It was just so wrong she wasn't even his type. I didn't understand why he couldn't see it like I could, they just shouldn't be together. He shouldn't have his arm wrapped around her all the time, following her around like some kind of a lost puppy. His mates shouldn't condone this, act as if she's some sort of a God or something-it's pathetic, despicable and I don't understand how someone as smart as that Evans girl could fall for that. Bloody idiotic Head Girl is what she was-even more so for actually ultimately saying yes to Potter. Poor girl doesn't know anything.
I knew the truth though, I was so sure of it, so convinced of the fact that in the end, regardless of all the horrible things that had gone on before, everything would be okay-we'd be together.

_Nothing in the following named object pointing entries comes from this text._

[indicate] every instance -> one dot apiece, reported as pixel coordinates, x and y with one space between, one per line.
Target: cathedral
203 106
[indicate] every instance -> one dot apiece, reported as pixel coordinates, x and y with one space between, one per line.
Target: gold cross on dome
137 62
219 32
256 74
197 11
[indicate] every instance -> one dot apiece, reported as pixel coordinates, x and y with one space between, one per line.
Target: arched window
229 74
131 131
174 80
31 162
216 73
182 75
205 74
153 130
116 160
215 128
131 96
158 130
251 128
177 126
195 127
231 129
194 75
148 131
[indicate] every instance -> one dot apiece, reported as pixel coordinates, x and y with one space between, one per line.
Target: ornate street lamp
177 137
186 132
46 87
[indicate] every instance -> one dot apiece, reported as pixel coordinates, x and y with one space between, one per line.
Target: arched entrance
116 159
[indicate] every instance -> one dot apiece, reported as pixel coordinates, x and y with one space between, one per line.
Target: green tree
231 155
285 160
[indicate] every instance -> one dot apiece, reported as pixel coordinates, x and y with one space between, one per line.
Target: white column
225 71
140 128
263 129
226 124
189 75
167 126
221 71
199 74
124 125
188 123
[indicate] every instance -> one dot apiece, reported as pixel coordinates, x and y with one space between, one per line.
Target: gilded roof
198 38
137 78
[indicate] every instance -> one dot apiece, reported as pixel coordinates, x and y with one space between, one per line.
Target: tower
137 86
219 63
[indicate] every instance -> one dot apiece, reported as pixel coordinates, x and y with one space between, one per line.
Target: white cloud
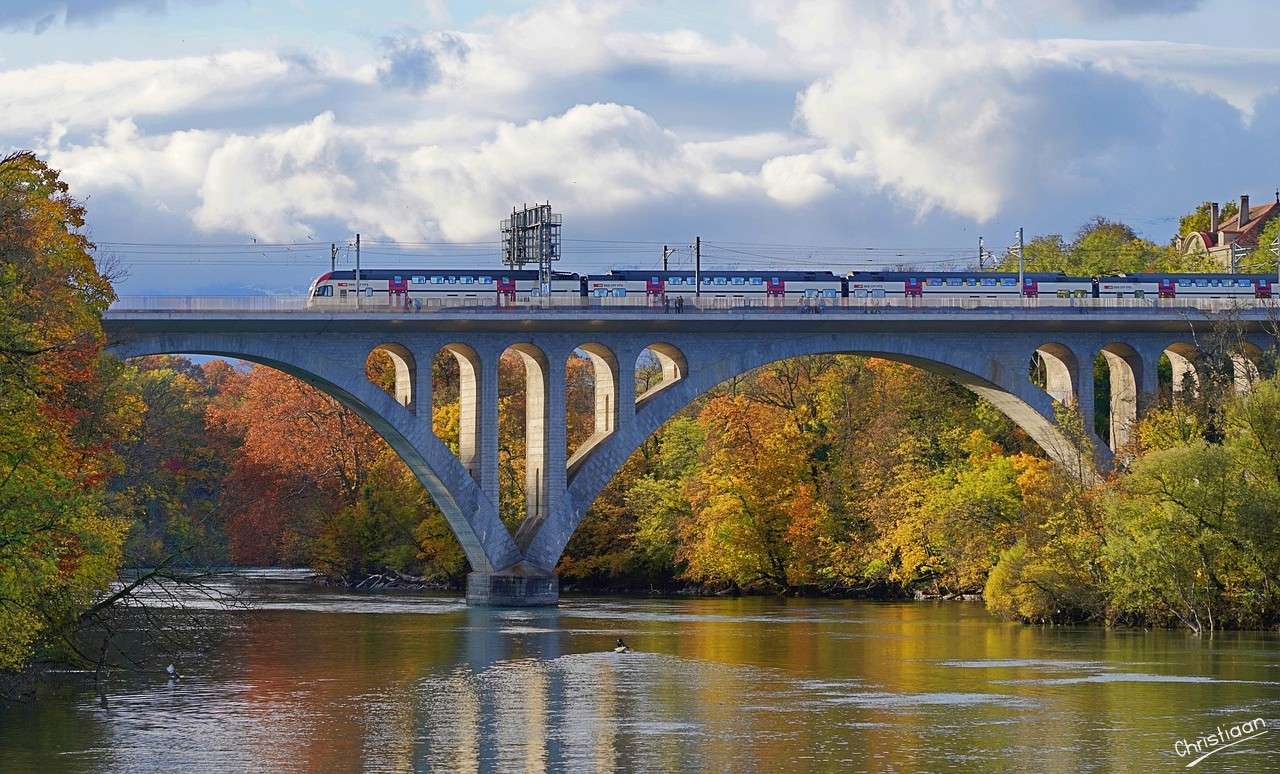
88 95
426 181
946 105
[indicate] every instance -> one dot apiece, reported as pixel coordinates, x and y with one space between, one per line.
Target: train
504 287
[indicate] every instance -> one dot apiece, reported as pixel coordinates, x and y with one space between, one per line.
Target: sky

"I know about you two," I heard a voice say, interrupting me from my reverie, one in which I had been unashamedly plotting the gory death of one Lily Evans.
I turned in my seat to face the person who sat behind me, raising an eyebrow at him I incredulously asked "excuse me?"
"you and James, I know about it… just figured if you ever needed to talk to someone you should know that I know the situations… and I'm there," he told me weakly, as if afraid of me, a notion which I found positively absurd.
I glared at him, unable to comprehend how he had the audacity to suddenly come up to me and talk to me about that, "you don't know anything."
He raised an eyebrow at me questioningly, I hate people who second guess me, wanker, "he's happy Rebecca, he's genuinely happy, don't get your hopes up."
"You sure about that Lupin?" I asked him cockily.
"He loves her."
My body stiffened, face hardened at hearing that statement, "James can't love, you and I both know that-the bloke's just lying to himself and that poor naïve girl."
He shook his head at me almost pityingly, "don't hold onto a dream that's never going to happen Bex, he loves her, really loves her and that won't be changing any time soon, it's something that you're going to have to get used to."
"Is it James that loves her or this new bloke that she's forcing him to be."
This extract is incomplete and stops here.